A browser never sees a raw 402 or raw Markdown.

GET / (Accept: text/html)

Publisher index: the publisher name and optional summary (SPHERE_PUBLISHER_NAME, SPHERE_PUBLISHER_SUMMARY), a list of fragments (title, summary, and a policy badge, each linking to its reading page), and a footer crediting the Sphere project. Driven entirely by node data and config.

Ledger event: discovery.

GET /fragments/{id} (Accept: text/html)

Fragment reading page, rendered in the shared template.

  • Policy free/sponsored: the full content.md rendered to HTML.
  • Policy paid/metered: only the preview (first access.preview_chars characters) rendered to HTML, plus a short line explaining the rest is gated and pointing at the machine content.md route. Payment is never performed from a browser, so a gated page is a preview-only read.

404 (HTML) if the fragment or its content is unknown.

Ledger event: access (free) or preview (gated).

Owner face (bearer token, single owner)

All owner endpoints require Authorization: Bearer <SPHERE_OWNER_TOKEN> and are read-only. Missing or wrong token returns 401. Owner requests do NOT append ledger events.

GET /owner/summary

{
  "publisher": "Example Publisher",
  "fragment_count": 1,
  "events": { "total": 12, "by_type": { "discovery": 4, "manifest": 5, "access": 3 } },
  "top_fragments": [{ "id": "2026-01-15-sample-fragment", "title": "Sample Fragment", "events": 8 }],
  "revenue": { "total": 0, "currency": "USD", "payments": 0 }
}

Revenue is always zero in v1 (payments are dormant).

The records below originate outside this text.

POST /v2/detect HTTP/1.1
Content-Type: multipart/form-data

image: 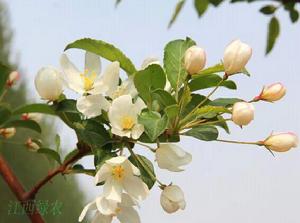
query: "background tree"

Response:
[0,1,83,223]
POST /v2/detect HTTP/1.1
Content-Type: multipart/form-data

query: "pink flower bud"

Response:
[223,40,252,75]
[232,102,254,126]
[255,83,286,102]
[184,46,206,74]
[263,132,298,152]
[6,71,20,87]
[0,128,16,139]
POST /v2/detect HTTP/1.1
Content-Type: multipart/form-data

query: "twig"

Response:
[0,154,45,223]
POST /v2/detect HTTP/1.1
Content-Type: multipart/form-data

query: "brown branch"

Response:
[24,143,91,199]
[0,154,44,223]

GET /owner/fragments/{id}/usage

Event series over time for one fragment, bucketed by day.

{
  "fragment_id": "2026-01-15-sample-fragment",
  "points": [{ "day": "2026-01-15", "event_type": "manifest", "count": 3 }]
}

GET /owner/payments

Payment ledger. Empty in v1; the shape is present for forward compatibility.

{ "payments": [], "total": 0 }

Ledger events

Every public request appends exactly one row: ts, fragment_id, event_type, ua_family, ref_source. event_type is one of: discovery, manifest, preview, access, payment_required, unlock. unlock is dormant in v1 (emitted only once payment verification is implemented); preview is emitted when a browser views the human page of a gated fragment (a preview-only read). Human and agent traffic share these event types and are distinguished by ua_family (e.g. browser vs agent).

The ledger NEVER stores IP address, full user-agent, or any other PII. ua_family is a coarse bucket; ref_source is a normalized referrer origin.